La femme suivit la direction de mon regard, et me dit : « Mon mari ne va pas tarder à rentrer. C’est bientôt l’heure du souper.

— Vous n’avez pas à vous inquiéter, répondis-je. Je ne vous veux aucun mal. Si vous me permettez de partager votre repas et de dormir ici cette nuit à l’abri du froid, et si vous m’indiquez demain matin la direction à prendre, je serais très heureux de vous aider s’il y a quoi que ce soit à faire. »

La femme acquiesça, et de manière tout à fait inattendue, le petit garçon me lança : « Avez-vous vu Sévéra ? » Sa mère se tourna vers lui à une telle vitesse qu’elle me fit penser à maître Gurloes en train de faire une démonstration de prise, de celles que l’on utilise à l’encontre des prisonniers récalcitrants. J’entendis la gifle plus que je ne la vis, et le gamin se mit à crier. Sa mère lui barra le chemin de la porte, et il alla se réfugier derrière un coffre, dans le coin opposé de la pièce. Je compris alors, ou crus comprendre, que Sévéra était une fille ou une femme qu’elle pensait être plus vulnérable qu’elle-même et à qui elle avait ordonné de se cacher (probablement dans le grenier, sous le toit de chaume), avant de me laisser entrer. Je me dis cependant que je perdrais mon temps à protester de mes bonnes intentions, car si cette femme était ignorante, elle n’était pas sotte ; la meilleure façon de gagner sa confiance était encore de la mériter. Je commençai donc par dire que je me laverais avec plaisir et que j’irais volontiers chercher de l’eau pour la faire un peu chauffer sur le feu, si elle pouvait m’indiquer où se trouvait la source ou le ruisseau. Elle me donna un récipient et m’expliqua où se trouvait leur point d’eau.

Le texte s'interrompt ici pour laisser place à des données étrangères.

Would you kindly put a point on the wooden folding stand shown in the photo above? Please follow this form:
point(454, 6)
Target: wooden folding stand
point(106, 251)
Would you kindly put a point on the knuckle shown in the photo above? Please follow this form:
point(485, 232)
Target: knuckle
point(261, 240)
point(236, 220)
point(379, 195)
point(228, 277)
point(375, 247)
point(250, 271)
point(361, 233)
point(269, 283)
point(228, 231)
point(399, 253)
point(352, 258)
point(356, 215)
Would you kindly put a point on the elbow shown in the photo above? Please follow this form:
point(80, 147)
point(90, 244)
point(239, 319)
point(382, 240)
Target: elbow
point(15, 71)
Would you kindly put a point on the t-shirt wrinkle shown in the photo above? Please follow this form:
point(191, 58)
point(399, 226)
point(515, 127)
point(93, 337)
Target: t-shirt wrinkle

Je me suis trouvé à plusieurs reprises dans des lieux que les conventions littéraires font passer pour romantiques – au sommet de hautes tours, dans les entrailles de la planète, dans des palais somptueux, dans des jungles, à bord de vaisseaux, mais aucun d’eux, cependant, ne m’a autant affecté que cette pauvre masure de pierre. Elle me paraissait être l’archétype de ces grottes dans lesquelles, comme l’enseignent les érudits, l’humanité s’était réfugiée quand les civilisations atteignaient le point le plus bas de leurs cycles. À chaque fois que j’ai lu la description d’une retraite rustique idyllique (c’était une idée qui plaisait beaucoup à Thècle) il n’était question que de sa propreté et de l’ordre qui y régnait. Il y avait un semis de menthe en dessous de la fenêtre, quelques cordes de bois bien rangées le long du mur le plus froid, une dalle en pierre brillante comme seuil, et ainsi de suite. Il n’y avait rien de tout cela, ici, et cette chaumière était bien loin de cet idéal ; pourtant, elle avait plus de perfection par ses imperfections mêmes, en ce qu’elle montrait que des êtres humains pouvaient vivre et aimer en un lieu aussi retiré sans pour autant être capables de faire de leur demeure un poème.